Let me put it this way by continuing to have sex with him while the OW is still around, or in question...you're allowing him to have his cake and eat it too. Why?! I know you love him, but you aren't doing yourself any favors and you are only allowing him to get away with this behavior.
You do know you deserve to be treated better than this right?
I know I can be blunt, but sometimes that's what we all need
Read you loud and clear. Especially that I've done some snooping again and found picctures of OW as well as e-mails. He told her that in the he's been creating things with her in mind, she is his inspiration. I also found one that said how happy he is because the paperwork (D papers) are going through and it looks that he will be able to save the house and have some money for fun. Another e-mail I found was to his parents saying that his mom wanted him to send the picture of OW. And all that time she was telling me that he has no one and that she hopes that our M works out. What a bunch of bull! I guess the whole family is messed up.

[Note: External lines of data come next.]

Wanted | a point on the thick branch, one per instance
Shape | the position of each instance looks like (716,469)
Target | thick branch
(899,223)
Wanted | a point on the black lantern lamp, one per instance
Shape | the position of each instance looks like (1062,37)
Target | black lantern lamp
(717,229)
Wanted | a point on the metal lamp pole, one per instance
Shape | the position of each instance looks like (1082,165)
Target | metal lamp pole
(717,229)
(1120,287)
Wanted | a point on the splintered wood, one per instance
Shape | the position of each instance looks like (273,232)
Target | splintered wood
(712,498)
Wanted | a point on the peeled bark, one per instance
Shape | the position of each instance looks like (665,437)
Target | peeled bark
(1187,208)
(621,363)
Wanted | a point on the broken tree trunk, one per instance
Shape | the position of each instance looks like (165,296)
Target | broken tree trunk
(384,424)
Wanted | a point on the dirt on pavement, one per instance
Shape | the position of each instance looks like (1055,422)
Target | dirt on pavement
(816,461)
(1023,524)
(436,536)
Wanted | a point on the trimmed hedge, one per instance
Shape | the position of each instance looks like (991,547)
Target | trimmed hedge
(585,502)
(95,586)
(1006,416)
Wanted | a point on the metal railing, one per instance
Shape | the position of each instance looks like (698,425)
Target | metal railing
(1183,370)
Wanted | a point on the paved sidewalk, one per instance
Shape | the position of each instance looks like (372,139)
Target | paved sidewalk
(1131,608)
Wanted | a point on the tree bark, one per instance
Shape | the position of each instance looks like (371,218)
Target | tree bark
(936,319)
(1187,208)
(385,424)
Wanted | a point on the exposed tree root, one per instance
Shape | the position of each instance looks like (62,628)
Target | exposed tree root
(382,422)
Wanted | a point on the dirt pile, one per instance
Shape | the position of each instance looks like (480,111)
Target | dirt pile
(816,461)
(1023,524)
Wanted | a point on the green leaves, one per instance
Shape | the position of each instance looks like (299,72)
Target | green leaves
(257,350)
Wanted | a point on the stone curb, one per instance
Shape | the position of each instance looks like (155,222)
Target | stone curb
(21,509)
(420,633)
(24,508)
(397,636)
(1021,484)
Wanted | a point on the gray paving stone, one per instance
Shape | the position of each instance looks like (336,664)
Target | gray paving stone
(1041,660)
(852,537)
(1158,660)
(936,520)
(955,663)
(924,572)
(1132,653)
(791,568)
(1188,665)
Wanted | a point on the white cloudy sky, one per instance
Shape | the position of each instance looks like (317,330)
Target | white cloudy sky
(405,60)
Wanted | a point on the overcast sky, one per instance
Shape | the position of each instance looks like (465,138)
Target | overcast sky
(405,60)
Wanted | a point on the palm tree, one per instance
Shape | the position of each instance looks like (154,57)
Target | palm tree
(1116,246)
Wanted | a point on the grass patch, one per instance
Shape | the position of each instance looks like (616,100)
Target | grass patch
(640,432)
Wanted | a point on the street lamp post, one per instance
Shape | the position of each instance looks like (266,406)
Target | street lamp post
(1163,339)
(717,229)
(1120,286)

So, I'm going to have to work really hard to be able to be with him under the same roof. I'm angry but also calm at this time. I believe that I have not reason anymore to work on that M. I hoped that after his melt down he would at least be curt and stop things from developing but the e-mail about her being inspiration on the project that I was helping him with and the fact that even his family knows and seems to approve of her makes it that much cleared for me that I should no longer invest in that R. At this point I need to take care of myself. I need to make sure that he will not screw me over financially (that will be the day where the two of them can have FUN with money that was mine) and physically. Psychologically the damage is done. I need to take care of it myself.
I suspected he was still involved...don't assume his family does know though. Remember you're reading his e-mails, that could possibly just be him spouting off to her. They may still be clueless...know way of know that for sure.

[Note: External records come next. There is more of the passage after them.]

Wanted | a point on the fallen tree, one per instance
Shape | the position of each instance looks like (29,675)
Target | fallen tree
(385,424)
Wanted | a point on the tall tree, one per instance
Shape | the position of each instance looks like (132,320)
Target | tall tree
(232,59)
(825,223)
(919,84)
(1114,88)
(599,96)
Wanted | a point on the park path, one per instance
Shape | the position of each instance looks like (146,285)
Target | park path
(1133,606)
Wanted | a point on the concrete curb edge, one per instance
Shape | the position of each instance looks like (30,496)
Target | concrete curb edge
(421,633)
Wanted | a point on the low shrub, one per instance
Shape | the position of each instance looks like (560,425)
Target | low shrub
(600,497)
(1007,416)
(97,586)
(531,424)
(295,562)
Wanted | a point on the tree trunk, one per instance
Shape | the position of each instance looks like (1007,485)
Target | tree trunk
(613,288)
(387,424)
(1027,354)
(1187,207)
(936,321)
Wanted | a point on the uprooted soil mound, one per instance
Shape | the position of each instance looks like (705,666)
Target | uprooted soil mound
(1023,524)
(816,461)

However...I would most absoulutely be seeking out a very good attorney. Don't sign anything he gives you until your attorney looks it over and you agree with it! I'm sure I don't need to tell you that...just felt I had to.
I'm so sorry this is the way things are going for you. But you do deserve better and from what I've gathered from your posts...you can definitely do better.
GEL I already have a L and I trust him. He told me he won't let my H $hit on me and that's what I need. When it comes to his family - come on! His mother wanted pictures of her! What would be possible reason for anyone's mother asking her son who is married to send in the picctures of some coworker! I can't forgive her for pretending to be on my side (althouth that would explain why all of the sudden she seemed distant and not at all concerned that he is not even planning to go to psychiatrist which could possibly allow him to see the things for what they are) and for me feeling that she cares for me and me carying for her in return. I can't call her and say - I know you knew because he send you pictures - they would know I snooped. I can only do that if he figures it out and calls me on it.
Anyway, chances are I'm unable to think clearly through anger, I've done that before but I definitelly am dropping the rope and detaching full force. In my heart I know that this will not work out. I start to doubt that I trully want it to work out after all that. It's quite possible that my situation is not the worst there's been and there still was a happy reconciliation in other instances but it's not that I'm not strong. It's that like you said: I deserve better and I cannot be selling myself short.
I will talk to the psychiatrist about those feelings and see what she has to say.